8歳時に産んだ2番子は牡駒サーギャラハッド(父テディ)で、仏2000ギニー・ジャックルマロワ賞勝ちなど24戦12勝の成績を挙げた。競走馬引退後はしばらく仏国で種牡馬生活を送った後に米国に種牡馬として輸入され、4度の北米首位種牡馬に輝いたばかりか、史上最多となる12度の北米母父首位種牡馬に輝くという大成功を収めた(詳細は当馬の項を参照)。

9歳時に産んだ3番子は牝駒ノアヨハン(父テディ)で、競走馬としては17戦3勝の成績を挙げた。このノアヨハンも本馬の牝系子孫を大きく発展させた功労馬であり、その牝系子孫からは、サンクタス【仏ダービー・パリ大賞】、ピア【英オークス】、セブンスプリングス【ロベールパパン賞(仏GⅠ)・モルニ賞(仏GⅠ)】、チーフシンガー【ジュライC(英GⅠ)・サセックスS(英GⅠ)】、プレザントリーパーフェクト【BCクラシック(米GⅠ)・ドバイワールドC(首GⅠ)・パシフィッククラシックS(米GⅠ)】、ボイポルウステデス【クイーンマザーチャンピオンチェイス(英GⅠ)・メリングチェイス(英GⅠ)2回・アスコットチェイス(英GⅠ)】、イルーシヴケイト【マルセルブサック賞(仏GⅠ)・ロートシルト賞(仏GⅠ)2回・ファルマスS(英GⅠ)】、そしてお馴染みのシーザリオ【優駿牝馬(GⅠ)・アメリカンオークス(米GⅠ)】とエピファネイア【菊花賞(GⅠ)・ジャパンC(GⅠ)】、リオンディーズ【朝日杯フューチュリティS(GⅠ)】の母子などが出ている。

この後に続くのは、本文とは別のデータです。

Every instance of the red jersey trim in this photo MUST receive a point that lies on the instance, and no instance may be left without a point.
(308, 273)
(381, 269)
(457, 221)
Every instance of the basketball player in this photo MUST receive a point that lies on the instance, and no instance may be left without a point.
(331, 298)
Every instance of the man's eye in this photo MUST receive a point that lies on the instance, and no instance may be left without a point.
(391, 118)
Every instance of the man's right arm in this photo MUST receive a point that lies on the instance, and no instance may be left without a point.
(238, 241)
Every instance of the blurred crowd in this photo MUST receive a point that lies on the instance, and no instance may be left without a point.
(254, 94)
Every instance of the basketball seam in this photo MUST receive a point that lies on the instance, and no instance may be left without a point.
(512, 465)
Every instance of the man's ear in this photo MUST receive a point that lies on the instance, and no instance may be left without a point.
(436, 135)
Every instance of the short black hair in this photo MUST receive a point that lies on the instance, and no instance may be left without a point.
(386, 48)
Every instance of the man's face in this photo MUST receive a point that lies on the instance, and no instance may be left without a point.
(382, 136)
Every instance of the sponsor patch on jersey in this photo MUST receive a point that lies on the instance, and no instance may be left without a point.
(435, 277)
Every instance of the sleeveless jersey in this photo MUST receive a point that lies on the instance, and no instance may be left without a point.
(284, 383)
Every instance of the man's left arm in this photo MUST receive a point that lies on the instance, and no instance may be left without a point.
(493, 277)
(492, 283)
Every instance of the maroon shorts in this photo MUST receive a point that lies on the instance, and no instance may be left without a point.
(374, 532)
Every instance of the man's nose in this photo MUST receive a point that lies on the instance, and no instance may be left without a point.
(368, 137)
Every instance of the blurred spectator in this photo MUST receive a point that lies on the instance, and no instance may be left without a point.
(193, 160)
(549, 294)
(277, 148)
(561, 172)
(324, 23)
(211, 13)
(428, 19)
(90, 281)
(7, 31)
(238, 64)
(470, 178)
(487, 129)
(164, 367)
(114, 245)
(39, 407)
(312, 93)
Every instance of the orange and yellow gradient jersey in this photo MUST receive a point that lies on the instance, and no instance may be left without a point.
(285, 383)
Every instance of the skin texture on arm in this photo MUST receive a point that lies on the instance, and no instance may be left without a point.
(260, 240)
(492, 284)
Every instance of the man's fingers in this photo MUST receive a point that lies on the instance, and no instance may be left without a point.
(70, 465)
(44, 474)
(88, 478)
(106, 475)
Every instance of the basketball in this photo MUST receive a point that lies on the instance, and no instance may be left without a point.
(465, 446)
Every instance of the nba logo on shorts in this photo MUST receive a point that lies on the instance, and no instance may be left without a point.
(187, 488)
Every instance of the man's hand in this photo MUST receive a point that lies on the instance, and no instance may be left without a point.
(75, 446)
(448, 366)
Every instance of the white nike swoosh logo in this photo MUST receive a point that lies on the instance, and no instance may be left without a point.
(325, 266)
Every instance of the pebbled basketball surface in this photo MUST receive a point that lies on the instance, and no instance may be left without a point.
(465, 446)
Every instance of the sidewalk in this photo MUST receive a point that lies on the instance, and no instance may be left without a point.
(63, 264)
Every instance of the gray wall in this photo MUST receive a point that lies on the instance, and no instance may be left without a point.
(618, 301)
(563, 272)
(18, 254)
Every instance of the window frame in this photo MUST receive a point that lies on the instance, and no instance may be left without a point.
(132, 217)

10歳時に産んだ4番子は牡駒シヴァリー(父グッドラック)で、競走馬としては9戦2勝の成績に留まり、種牡馬入りしたと言う記録も無い。

12歳時に産んだ5番子は牝駒ノーブルレディ(父テディ)で、競走馬としては2勝を挙げた程度に終わり、繁殖牝馬としても活躍しなかった。

14歳時に産んだ6番子は牝駒エルザドブラバン(父テディ)で、競走馬としては4戦1勝の成績で、繁殖牝馬としても活躍しなかった。

15歳時に産んだ7番子は牡駒ブルドッグ(父テディ)で、現役成績は8戦2勝だったが、兄サーギャラハッドが米国で種牡馬として成功していたために、やはり米国で種牡馬入りした。そして兄と同じく米国で種牡馬として成功し、1943年の北米首位種牡馬、及び1953・54・56・58年の北米母父首位種牡馬に輝いた(詳細はブルドッグの代表産駒ブルリーの項を参照)。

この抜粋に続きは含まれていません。